Monday, January 21, 2013

More Socialism Jokes

Q: What is Socialism?
A: It's the painful transition from capitalism to capitalism

Q: What exactly constitutes a developed socialist society?
A: The triumph of ideology over common sense.

Q: How does supply and demand work in socialism?
A: You buy what is available and persuade yourself you need it.

Q: What is the difference between socialism and capitalism?
A: Capitalism makes social mistakes while socialism makes capital mistakes.

Q: Is it true that Adam and Eve were the first socialists?
A: Perhaps. Adam and Eve dressed very humbly, had a modest desire for food, and didn't dwell in their own home. But above all, they believed they lived in paradise.

Q: Will there be any theft after we reach the communist stage of development?
A: Yes, but only if there is anything left to be stolen after socialism.

Q: Is it possible for democratic socialism to start up in such a well-developed country as the USA?
A: Yes, it's possible, but, why?

Q: Is there a difference between a "representative republic" and a "popular democracy?"
A: Yes, it's the same difference between a jacket and a straitjacket.

Q: What should I do if I'm at a bar and some stranger sits down beside me and starts sighing heavily?
A: Tell him to cool it with the anti-socialist propaganda.

Q: Will we win in a war against America?
A: There will always be someone left to prove to us that we have actually won.

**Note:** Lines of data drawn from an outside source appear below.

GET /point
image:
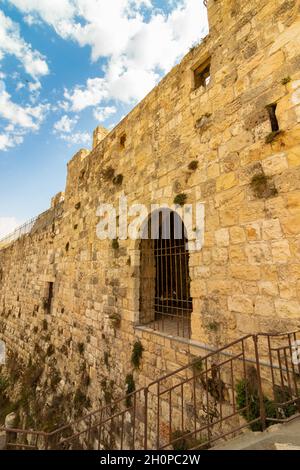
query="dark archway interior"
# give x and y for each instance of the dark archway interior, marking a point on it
(165, 282)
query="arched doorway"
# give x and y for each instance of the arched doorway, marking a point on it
(165, 300)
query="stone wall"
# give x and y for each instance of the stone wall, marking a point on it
(247, 276)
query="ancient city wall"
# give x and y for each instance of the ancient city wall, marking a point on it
(247, 276)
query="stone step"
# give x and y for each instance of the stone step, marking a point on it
(277, 437)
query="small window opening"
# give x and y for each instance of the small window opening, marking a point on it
(271, 108)
(202, 75)
(123, 140)
(49, 298)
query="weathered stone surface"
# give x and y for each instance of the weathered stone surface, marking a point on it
(240, 279)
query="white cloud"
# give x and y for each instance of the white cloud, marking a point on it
(65, 129)
(94, 93)
(139, 49)
(77, 138)
(8, 141)
(8, 225)
(27, 117)
(13, 44)
(65, 125)
(103, 113)
(20, 119)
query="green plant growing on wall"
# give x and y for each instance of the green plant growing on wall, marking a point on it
(115, 244)
(272, 136)
(108, 173)
(263, 186)
(198, 365)
(130, 388)
(50, 350)
(115, 319)
(81, 400)
(193, 165)
(118, 180)
(213, 326)
(136, 355)
(81, 348)
(180, 199)
(106, 358)
(247, 399)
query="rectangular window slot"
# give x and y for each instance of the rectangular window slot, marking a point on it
(49, 298)
(202, 75)
(123, 141)
(271, 108)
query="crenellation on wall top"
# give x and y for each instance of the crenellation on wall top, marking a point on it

Q: Are there any measures in the new five year plan to improve the food of the people?
A: More cookbooks will be printed.

Q: Are there any similarities between a book of matches and the ruling party?
A: The heads of both are worthless when it's cold outside and the kids are hungry.

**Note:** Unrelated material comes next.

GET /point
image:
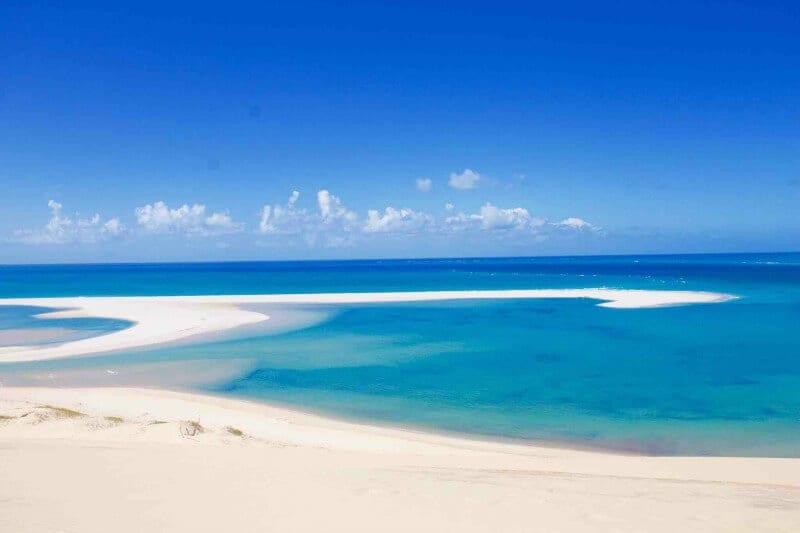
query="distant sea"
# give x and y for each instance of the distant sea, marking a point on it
(718, 379)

Q: Are there any measures in the new five year plan to improve the food of the people?
A: More cookbooks will be printed.

Q: Why is our supply of meat so irregular and unpredictable?
A: We are advancing towards communism so fast that even the cattle can't keep up anymore.

Q: After the communist party took power, my life is no longer dear. Do you know of any sure way of committing suicide?
A: Throwing yourself into the chasm between the party leaders and the people.

Q: Can an elephant be wrapped up in a newspaper?
A: Yes, if the newspaper contains the musings of Hugo Chavez.

Q: Is it true that cats are very sneaky creatures?
A: Sometimes. In bad times they try to pass themselves off as rabbit meat.

Q: At present, how can the smart Venezuelan converse with the stupid Venezuelan?
A: By calling him from Canada.

Q: Yesterday, I tried to buy some bananas. However, there was only one banana at the store and it was past its prime. How can some choose?
A: The same way you make a choice during the elections.

Q: What is the most concise definition of a learned worker?
A: One whose blood pressure is higher than his salary.

Q: Can you say anything that comes into your mind here in our country?
A: Yes, of course. Unless you are thinking those kinds of thoughts that shouldn't be said freely and publicly.

Q: Is it necessary for comrade Hugo Chavez to have so much security?
A: Hardly. Up until now, no one has tried to steal him.

Q: How can anyone know if they are talking to an aware and rational citizen or an ignorant one?
A: The rational citizen frequently checks behind him to see if anyone is there.

Q: Are there still going to be idiots under Communism?
A: No. Even those who believed in communism once upon a time will no longer be idiots.